Above: Vlad discussing his OFFF project with Will/ Team breakfast for Vlad’s arrival at The Mill
What made you join OFFF Academy as a mentor?
I’m a big fan of OFFF and the way it promotes and supports artists at all levels in their career. And I really believe in mentoring as a force in our work. Schools, tutorials and self-teaching are a big part of how we learn, but in my experience few things are as valuable as a little advice from someone who’s been around a while.
Tell us about your involvement in Vlad’s project?
I chose Vlad’s project from a short list. His idea of linking architecture and data about how buildings affect people’s lives intrigued me straight away, and I thought my experience in similar projects might be be helpful. My main role has been to help Vlad structure his project in terms of a process and time. And also to introduce him to British Ale, which I’m not sure he liked. Totally understand, Vlad.
How will the rest of the process continue now that Vlad has visited The Mill in London
There’s a lot to do. I’ll be in contact with Vlad about once a week for now and then probably more often as he gets closure to OFFF – when he will present his work. Hopefully his trip has given him a little boost, or at least shown him a good time in London!
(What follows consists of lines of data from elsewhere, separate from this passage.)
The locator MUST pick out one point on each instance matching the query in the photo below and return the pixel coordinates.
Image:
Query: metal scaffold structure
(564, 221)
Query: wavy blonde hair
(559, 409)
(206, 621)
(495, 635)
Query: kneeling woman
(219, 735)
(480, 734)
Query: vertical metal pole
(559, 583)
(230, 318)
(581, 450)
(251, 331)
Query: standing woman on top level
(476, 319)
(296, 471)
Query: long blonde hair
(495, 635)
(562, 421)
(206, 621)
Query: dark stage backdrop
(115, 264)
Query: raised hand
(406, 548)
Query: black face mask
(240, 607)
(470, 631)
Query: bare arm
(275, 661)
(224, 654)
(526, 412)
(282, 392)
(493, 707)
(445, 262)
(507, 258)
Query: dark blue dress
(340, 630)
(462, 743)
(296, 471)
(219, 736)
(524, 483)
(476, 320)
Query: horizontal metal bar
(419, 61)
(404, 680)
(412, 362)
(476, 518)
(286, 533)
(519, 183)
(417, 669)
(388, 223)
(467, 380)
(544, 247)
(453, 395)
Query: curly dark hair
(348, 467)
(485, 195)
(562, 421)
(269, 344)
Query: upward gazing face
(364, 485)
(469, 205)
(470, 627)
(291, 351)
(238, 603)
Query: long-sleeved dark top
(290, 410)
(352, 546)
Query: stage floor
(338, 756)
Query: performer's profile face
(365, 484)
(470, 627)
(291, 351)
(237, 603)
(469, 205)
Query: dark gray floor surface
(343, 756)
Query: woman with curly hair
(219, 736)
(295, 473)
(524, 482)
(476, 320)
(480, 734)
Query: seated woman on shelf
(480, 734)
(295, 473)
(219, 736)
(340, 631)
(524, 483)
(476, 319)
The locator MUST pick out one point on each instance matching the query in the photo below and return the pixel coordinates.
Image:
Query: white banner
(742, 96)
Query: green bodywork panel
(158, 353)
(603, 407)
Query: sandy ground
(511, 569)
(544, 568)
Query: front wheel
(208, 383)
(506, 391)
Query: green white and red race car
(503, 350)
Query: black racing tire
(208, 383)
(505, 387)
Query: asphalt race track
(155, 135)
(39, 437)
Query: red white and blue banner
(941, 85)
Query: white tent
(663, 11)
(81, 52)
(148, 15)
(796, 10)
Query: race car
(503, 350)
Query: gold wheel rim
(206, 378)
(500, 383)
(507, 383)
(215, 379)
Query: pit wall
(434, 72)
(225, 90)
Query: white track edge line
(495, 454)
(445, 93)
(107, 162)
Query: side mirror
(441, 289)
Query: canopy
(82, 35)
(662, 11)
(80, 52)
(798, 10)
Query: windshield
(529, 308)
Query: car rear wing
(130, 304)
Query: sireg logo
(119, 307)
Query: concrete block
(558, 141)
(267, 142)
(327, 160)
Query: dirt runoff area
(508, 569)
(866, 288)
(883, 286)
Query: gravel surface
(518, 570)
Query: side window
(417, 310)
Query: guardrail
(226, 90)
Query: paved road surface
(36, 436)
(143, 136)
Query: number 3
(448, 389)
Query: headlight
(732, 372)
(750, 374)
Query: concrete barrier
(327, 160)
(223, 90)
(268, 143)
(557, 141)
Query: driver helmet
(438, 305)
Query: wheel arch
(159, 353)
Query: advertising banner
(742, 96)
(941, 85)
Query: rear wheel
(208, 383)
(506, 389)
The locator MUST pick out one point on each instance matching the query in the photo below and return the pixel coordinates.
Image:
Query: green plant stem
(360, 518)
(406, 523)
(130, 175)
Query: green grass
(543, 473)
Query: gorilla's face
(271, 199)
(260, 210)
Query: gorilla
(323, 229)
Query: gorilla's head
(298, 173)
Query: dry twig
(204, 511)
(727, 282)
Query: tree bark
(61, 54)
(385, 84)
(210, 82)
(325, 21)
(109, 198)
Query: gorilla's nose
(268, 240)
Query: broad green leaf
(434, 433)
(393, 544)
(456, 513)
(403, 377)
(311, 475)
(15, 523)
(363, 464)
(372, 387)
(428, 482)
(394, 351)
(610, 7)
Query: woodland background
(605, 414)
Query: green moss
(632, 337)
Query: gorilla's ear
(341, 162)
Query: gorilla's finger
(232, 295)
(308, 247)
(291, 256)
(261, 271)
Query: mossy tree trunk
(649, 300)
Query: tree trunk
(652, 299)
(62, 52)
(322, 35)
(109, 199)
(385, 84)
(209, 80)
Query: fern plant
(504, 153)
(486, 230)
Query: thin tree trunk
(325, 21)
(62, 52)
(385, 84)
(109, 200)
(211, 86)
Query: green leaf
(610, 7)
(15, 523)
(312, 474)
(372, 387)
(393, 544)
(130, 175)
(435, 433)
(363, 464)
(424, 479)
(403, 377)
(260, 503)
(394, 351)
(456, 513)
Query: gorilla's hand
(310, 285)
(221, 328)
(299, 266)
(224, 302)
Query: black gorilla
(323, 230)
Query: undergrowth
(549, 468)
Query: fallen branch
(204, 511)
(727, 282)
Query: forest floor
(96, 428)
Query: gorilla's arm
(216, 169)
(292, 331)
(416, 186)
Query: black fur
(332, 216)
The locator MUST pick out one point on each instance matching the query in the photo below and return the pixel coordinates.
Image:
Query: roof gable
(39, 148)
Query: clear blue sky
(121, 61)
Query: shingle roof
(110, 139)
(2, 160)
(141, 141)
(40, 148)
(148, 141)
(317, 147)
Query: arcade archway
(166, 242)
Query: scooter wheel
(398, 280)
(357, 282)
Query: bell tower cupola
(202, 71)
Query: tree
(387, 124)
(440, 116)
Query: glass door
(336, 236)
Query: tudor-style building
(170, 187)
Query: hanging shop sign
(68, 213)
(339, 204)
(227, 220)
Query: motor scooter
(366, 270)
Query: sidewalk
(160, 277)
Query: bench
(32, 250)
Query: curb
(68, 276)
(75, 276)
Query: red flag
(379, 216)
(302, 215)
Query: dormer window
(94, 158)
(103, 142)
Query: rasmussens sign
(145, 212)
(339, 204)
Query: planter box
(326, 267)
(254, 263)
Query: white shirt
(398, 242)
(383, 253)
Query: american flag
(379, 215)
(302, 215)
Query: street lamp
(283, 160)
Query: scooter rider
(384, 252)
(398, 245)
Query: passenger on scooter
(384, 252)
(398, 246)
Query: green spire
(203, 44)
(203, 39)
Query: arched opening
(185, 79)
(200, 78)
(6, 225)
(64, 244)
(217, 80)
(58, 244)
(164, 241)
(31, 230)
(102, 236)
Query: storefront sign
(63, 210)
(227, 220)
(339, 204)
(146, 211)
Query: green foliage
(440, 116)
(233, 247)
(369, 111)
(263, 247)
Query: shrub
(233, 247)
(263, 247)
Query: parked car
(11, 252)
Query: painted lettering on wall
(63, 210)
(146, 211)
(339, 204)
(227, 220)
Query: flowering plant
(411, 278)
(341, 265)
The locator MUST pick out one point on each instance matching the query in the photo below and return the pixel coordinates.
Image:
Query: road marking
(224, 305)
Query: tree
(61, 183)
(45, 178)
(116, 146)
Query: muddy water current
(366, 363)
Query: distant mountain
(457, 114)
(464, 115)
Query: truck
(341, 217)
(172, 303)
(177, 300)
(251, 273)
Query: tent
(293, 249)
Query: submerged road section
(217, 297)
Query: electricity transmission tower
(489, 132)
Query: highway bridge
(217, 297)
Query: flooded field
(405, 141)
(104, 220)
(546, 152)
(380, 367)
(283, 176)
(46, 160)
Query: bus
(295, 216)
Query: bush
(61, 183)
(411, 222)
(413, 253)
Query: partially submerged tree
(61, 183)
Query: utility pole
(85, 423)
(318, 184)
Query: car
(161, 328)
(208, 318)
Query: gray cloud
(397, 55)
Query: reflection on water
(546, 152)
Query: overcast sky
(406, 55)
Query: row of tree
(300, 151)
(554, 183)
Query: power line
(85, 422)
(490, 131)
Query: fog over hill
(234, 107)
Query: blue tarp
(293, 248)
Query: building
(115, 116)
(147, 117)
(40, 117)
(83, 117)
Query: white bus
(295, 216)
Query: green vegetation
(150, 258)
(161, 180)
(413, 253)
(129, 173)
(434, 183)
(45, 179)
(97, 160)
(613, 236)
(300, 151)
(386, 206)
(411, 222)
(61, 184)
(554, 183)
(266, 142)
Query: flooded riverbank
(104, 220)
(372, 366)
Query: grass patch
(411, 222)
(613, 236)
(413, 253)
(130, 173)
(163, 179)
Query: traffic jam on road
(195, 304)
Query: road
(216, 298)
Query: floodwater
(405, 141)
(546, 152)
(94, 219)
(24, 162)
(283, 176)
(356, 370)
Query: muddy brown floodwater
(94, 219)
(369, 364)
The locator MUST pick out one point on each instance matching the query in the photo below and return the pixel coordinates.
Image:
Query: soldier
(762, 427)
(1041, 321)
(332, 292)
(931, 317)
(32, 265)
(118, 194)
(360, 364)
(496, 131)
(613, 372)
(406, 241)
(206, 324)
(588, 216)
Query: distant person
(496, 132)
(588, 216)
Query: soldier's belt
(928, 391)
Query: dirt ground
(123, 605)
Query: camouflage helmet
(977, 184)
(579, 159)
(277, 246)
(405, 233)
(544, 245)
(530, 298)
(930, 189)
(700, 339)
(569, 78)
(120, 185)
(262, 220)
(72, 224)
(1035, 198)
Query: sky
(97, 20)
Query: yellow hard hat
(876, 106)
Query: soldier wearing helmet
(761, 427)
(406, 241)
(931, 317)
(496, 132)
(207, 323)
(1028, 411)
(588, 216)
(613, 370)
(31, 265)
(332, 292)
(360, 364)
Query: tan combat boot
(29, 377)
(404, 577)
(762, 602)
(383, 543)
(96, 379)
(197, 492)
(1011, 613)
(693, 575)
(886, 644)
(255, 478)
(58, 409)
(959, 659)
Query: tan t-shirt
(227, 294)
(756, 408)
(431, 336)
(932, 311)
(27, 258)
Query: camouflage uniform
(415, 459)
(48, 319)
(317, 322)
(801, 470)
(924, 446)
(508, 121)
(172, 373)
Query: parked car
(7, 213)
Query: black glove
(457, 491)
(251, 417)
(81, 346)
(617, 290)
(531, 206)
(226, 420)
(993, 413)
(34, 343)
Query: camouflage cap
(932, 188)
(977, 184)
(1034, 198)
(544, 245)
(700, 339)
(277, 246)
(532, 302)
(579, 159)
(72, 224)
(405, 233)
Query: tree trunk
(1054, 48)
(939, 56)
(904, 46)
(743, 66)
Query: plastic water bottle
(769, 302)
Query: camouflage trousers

What have you learned from the experience so far?
I really admire Vlad’s ambition. His background is in architecture, but he’s attacking a lot of tricky 3D and design challenges and learning it all pretty fast. It reminds me to keep learning and stop being so cautious.
Above: Vlad’s ‘Meta Constructions’ sketches
Tell us about the OFFF Academy process?
It has been an engaging experience. I have an idea for a project and am working with Will on it. I constantly learn something new, do completely new things for myself, and even conduct research. This is my first project in motion, so I am discovering a whole new world. And I am glad that I have the opportunity to work together with such a mentor.
What is the creative project you’re working on?
The idea of this project has long been in my thoughts. It’s called ‘meta constructions’. I really like architecture and I was always interested in its impact on human life. And nowadays we can see this effect in digital space. Each building, each district are sources of information that form the unique digital portrait of the city. And this face I want to make visible, to show how the city can differ not only in the physical dimension but also in the data space that invisible to us. I think this is a good representation of the city’s life, especially when our lives are becoming more and more digital.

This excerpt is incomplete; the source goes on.